Köpek bakım dükkanı sahibi Marcello (Marcello Fonte), hayatını kızı Alida'ya (Alida Baldari Calabria) ve baktığı köpeklere adamıştır. Eşinden ayrıldığı için nadiren görüştüğü kızına yeterli zaman ayıramadığından her görüştüklerinde doyasıya eğlenirler. Marcello'nun sıradan ve mutlu hayatı, çocukluk arkadaşı Simoncino'nun (Edoardo Pesce) hapisten çıkmasıyla değişir. Simoncino, başını herkesle belaya sokan, uyuşturucu bağımlısı, şiddete eğilimli bir canavardır. Saf ve iyilik timsali Marcello, önceleri ufak işlere alet olurken Simoncino'nun istekleri artmaya başlar. Yan dükkanındaki soygun yüzünden Simoncino yerine hapse giren Marcello, hapisten çıktığında zedelenen gururunu umursamayan Simoncino yüzünden dostluğu ve iyiliği sorgular. Simoncino artık Marcello'nun can düşmanıdır.

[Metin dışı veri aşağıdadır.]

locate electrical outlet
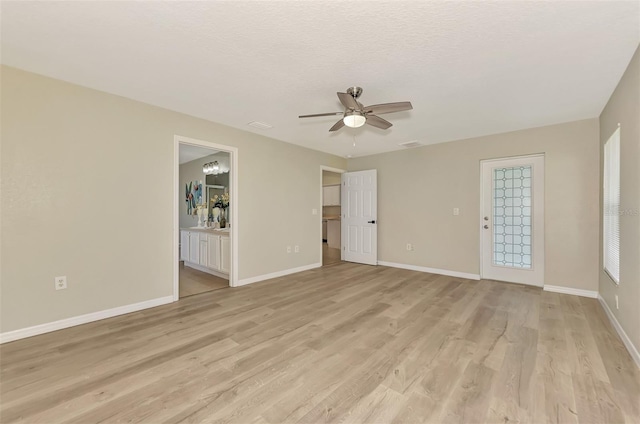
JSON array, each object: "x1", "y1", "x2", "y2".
[{"x1": 53, "y1": 276, "x2": 67, "y2": 290}]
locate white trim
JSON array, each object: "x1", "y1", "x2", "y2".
[
  {"x1": 378, "y1": 261, "x2": 480, "y2": 280},
  {"x1": 542, "y1": 284, "x2": 598, "y2": 299},
  {"x1": 173, "y1": 135, "x2": 240, "y2": 301},
  {"x1": 235, "y1": 262, "x2": 322, "y2": 287},
  {"x1": 184, "y1": 261, "x2": 229, "y2": 280},
  {"x1": 598, "y1": 294, "x2": 640, "y2": 368},
  {"x1": 0, "y1": 296, "x2": 173, "y2": 344},
  {"x1": 318, "y1": 165, "x2": 347, "y2": 264}
]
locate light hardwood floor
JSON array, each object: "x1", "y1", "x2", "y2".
[
  {"x1": 322, "y1": 243, "x2": 340, "y2": 266},
  {"x1": 179, "y1": 261, "x2": 229, "y2": 299},
  {"x1": 0, "y1": 262, "x2": 640, "y2": 423}
]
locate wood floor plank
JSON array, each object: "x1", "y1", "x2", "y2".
[{"x1": 0, "y1": 262, "x2": 640, "y2": 424}]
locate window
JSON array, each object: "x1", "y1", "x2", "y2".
[{"x1": 602, "y1": 126, "x2": 620, "y2": 284}]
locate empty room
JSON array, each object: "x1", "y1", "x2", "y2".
[{"x1": 0, "y1": 0, "x2": 640, "y2": 424}]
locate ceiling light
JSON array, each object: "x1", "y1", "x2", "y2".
[
  {"x1": 342, "y1": 110, "x2": 367, "y2": 128},
  {"x1": 202, "y1": 160, "x2": 220, "y2": 174},
  {"x1": 247, "y1": 121, "x2": 273, "y2": 130}
]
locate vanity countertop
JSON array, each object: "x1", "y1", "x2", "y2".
[{"x1": 180, "y1": 227, "x2": 230, "y2": 236}]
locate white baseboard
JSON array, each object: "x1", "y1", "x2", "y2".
[
  {"x1": 235, "y1": 263, "x2": 322, "y2": 287},
  {"x1": 0, "y1": 296, "x2": 173, "y2": 344},
  {"x1": 378, "y1": 261, "x2": 480, "y2": 280},
  {"x1": 598, "y1": 294, "x2": 640, "y2": 368},
  {"x1": 543, "y1": 284, "x2": 598, "y2": 299},
  {"x1": 184, "y1": 261, "x2": 229, "y2": 280}
]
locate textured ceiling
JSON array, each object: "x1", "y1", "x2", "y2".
[{"x1": 1, "y1": 1, "x2": 640, "y2": 157}]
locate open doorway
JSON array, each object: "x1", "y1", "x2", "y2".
[
  {"x1": 320, "y1": 166, "x2": 344, "y2": 266},
  {"x1": 173, "y1": 136, "x2": 238, "y2": 300}
]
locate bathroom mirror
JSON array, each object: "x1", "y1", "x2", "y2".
[{"x1": 206, "y1": 185, "x2": 227, "y2": 217}]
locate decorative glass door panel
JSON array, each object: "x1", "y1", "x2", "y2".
[
  {"x1": 480, "y1": 155, "x2": 544, "y2": 287},
  {"x1": 493, "y1": 165, "x2": 532, "y2": 268}
]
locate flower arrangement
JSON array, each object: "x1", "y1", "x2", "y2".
[{"x1": 211, "y1": 193, "x2": 229, "y2": 209}]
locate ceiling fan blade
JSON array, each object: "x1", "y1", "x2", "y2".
[
  {"x1": 364, "y1": 102, "x2": 413, "y2": 115},
  {"x1": 365, "y1": 115, "x2": 393, "y2": 130},
  {"x1": 337, "y1": 93, "x2": 360, "y2": 110},
  {"x1": 298, "y1": 112, "x2": 344, "y2": 118},
  {"x1": 329, "y1": 119, "x2": 344, "y2": 131}
]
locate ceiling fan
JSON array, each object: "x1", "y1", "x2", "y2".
[{"x1": 298, "y1": 87, "x2": 413, "y2": 131}]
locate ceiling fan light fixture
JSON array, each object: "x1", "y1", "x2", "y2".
[{"x1": 342, "y1": 111, "x2": 367, "y2": 128}]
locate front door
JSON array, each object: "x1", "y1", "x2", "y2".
[
  {"x1": 480, "y1": 155, "x2": 544, "y2": 287},
  {"x1": 341, "y1": 169, "x2": 378, "y2": 265}
]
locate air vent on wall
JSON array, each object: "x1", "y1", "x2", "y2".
[
  {"x1": 398, "y1": 140, "x2": 422, "y2": 149},
  {"x1": 247, "y1": 121, "x2": 273, "y2": 130}
]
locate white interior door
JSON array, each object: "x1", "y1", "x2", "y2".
[
  {"x1": 341, "y1": 169, "x2": 378, "y2": 265},
  {"x1": 480, "y1": 155, "x2": 544, "y2": 287}
]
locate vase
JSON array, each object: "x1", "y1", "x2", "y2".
[
  {"x1": 220, "y1": 209, "x2": 227, "y2": 228},
  {"x1": 211, "y1": 208, "x2": 220, "y2": 222}
]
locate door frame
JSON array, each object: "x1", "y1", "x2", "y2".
[
  {"x1": 478, "y1": 152, "x2": 546, "y2": 287},
  {"x1": 173, "y1": 135, "x2": 240, "y2": 302},
  {"x1": 318, "y1": 165, "x2": 347, "y2": 265}
]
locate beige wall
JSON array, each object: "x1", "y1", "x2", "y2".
[
  {"x1": 0, "y1": 67, "x2": 346, "y2": 332},
  {"x1": 178, "y1": 152, "x2": 229, "y2": 228},
  {"x1": 322, "y1": 171, "x2": 341, "y2": 186},
  {"x1": 598, "y1": 45, "x2": 640, "y2": 349},
  {"x1": 348, "y1": 119, "x2": 599, "y2": 290}
]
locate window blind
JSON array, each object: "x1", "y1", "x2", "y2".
[{"x1": 602, "y1": 127, "x2": 620, "y2": 284}]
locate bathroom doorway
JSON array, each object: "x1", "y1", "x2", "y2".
[
  {"x1": 320, "y1": 166, "x2": 345, "y2": 266},
  {"x1": 173, "y1": 136, "x2": 239, "y2": 300}
]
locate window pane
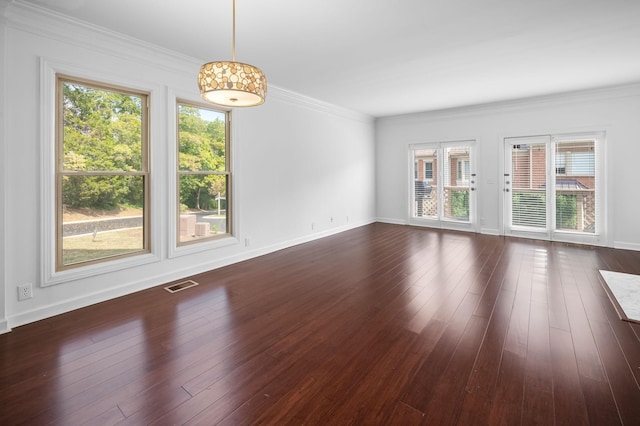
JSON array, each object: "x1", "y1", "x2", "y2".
[
  {"x1": 555, "y1": 140, "x2": 596, "y2": 233},
  {"x1": 178, "y1": 174, "x2": 229, "y2": 243},
  {"x1": 61, "y1": 175, "x2": 145, "y2": 266},
  {"x1": 413, "y1": 149, "x2": 438, "y2": 218},
  {"x1": 178, "y1": 104, "x2": 227, "y2": 171},
  {"x1": 62, "y1": 82, "x2": 143, "y2": 171}
]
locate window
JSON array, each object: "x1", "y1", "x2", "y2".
[
  {"x1": 456, "y1": 158, "x2": 470, "y2": 186},
  {"x1": 424, "y1": 161, "x2": 433, "y2": 179},
  {"x1": 176, "y1": 101, "x2": 231, "y2": 245},
  {"x1": 55, "y1": 75, "x2": 149, "y2": 270}
]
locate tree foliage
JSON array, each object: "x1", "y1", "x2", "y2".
[
  {"x1": 62, "y1": 83, "x2": 144, "y2": 209},
  {"x1": 62, "y1": 82, "x2": 227, "y2": 209},
  {"x1": 178, "y1": 105, "x2": 227, "y2": 209}
]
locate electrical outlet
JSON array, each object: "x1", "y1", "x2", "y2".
[{"x1": 18, "y1": 283, "x2": 33, "y2": 300}]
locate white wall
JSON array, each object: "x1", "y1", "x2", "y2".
[
  {"x1": 376, "y1": 84, "x2": 640, "y2": 250},
  {"x1": 0, "y1": 4, "x2": 375, "y2": 332},
  {"x1": 0, "y1": 0, "x2": 8, "y2": 334}
]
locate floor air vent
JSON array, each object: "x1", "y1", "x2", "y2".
[{"x1": 164, "y1": 280, "x2": 198, "y2": 293}]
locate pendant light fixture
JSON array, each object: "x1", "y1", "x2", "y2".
[{"x1": 198, "y1": 0, "x2": 267, "y2": 107}]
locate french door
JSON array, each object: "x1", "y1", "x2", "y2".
[
  {"x1": 409, "y1": 141, "x2": 477, "y2": 230},
  {"x1": 503, "y1": 134, "x2": 603, "y2": 244}
]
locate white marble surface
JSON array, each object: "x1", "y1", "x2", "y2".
[{"x1": 600, "y1": 270, "x2": 640, "y2": 321}]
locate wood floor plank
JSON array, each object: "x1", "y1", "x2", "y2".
[
  {"x1": 0, "y1": 223, "x2": 640, "y2": 426},
  {"x1": 549, "y1": 328, "x2": 589, "y2": 426}
]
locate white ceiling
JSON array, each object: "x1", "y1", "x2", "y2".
[{"x1": 23, "y1": 0, "x2": 640, "y2": 117}]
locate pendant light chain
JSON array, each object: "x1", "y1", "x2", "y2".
[
  {"x1": 195, "y1": 0, "x2": 267, "y2": 107},
  {"x1": 231, "y1": 0, "x2": 236, "y2": 62}
]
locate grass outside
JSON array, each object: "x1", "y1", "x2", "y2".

Marcello karakterine hayat veren Marcello Fonte Cannes Film Festivali'nde bu rolüyle En İyi Erkek Oyuncu ödülünü kazandı. Film hakkındaki övgülerimin birkaç katını rahatlıkla bu usta oyuncuya armağan edebilirim. Sahneleri defalarca geri alıp ''Ama bir oyuncu nasıl bu kadar doğal oynanabilir ki'' diye düşünmekten bazen filme odaklanamadığımı itiraf etmeliyim. Duygu sınırlarını zorlayan bu oyunculuk performansı sayesinde hikayenin amacına ulaşamaması imkansızdı zaten. Marcello'nun dönüşümü film icabı keskin ve köşeli gerçekleşmiyor. Çünkü filmin başından sonuna kadar sorguladığı, daha doğrusu merkeze aldığı konu belli. Özümüzdeki iyilik cevheri ve kötülük tohumunun iç içeliği ve onu tetikleyen haysiyet meselesi. İnsan başına gelen iyi ya da kötü olayların sertliğiyle değişime uğrar mı yoksa uğramaz mı? Kötülerin istekleri yerine getirildiğinde onların özleri değişime uğrar mı? Film son derece hırçın bir köpekle açılıyor, Marcello'nun ondan yine de umudu var, ve isteklerini karşıladığında sakinleştiğini görüyor Marcello, Simoncino'yu da ehlileştirebileceğini düşünüyor. Ondan da umudur var, deniyor. Peki başarabiliyor mu? Amores Perros'ta da olduğu gibi köpek, insan ve benzeşen kaderler bahsinde malzeme kullanımı olağanüstü. İnsanın kökten değişmeyeceği, fakat ruhunda bazı çatlaklar oluşturup o çatlakları derinleştirebileceği üzerine bir şaheser izleyeceksiniz.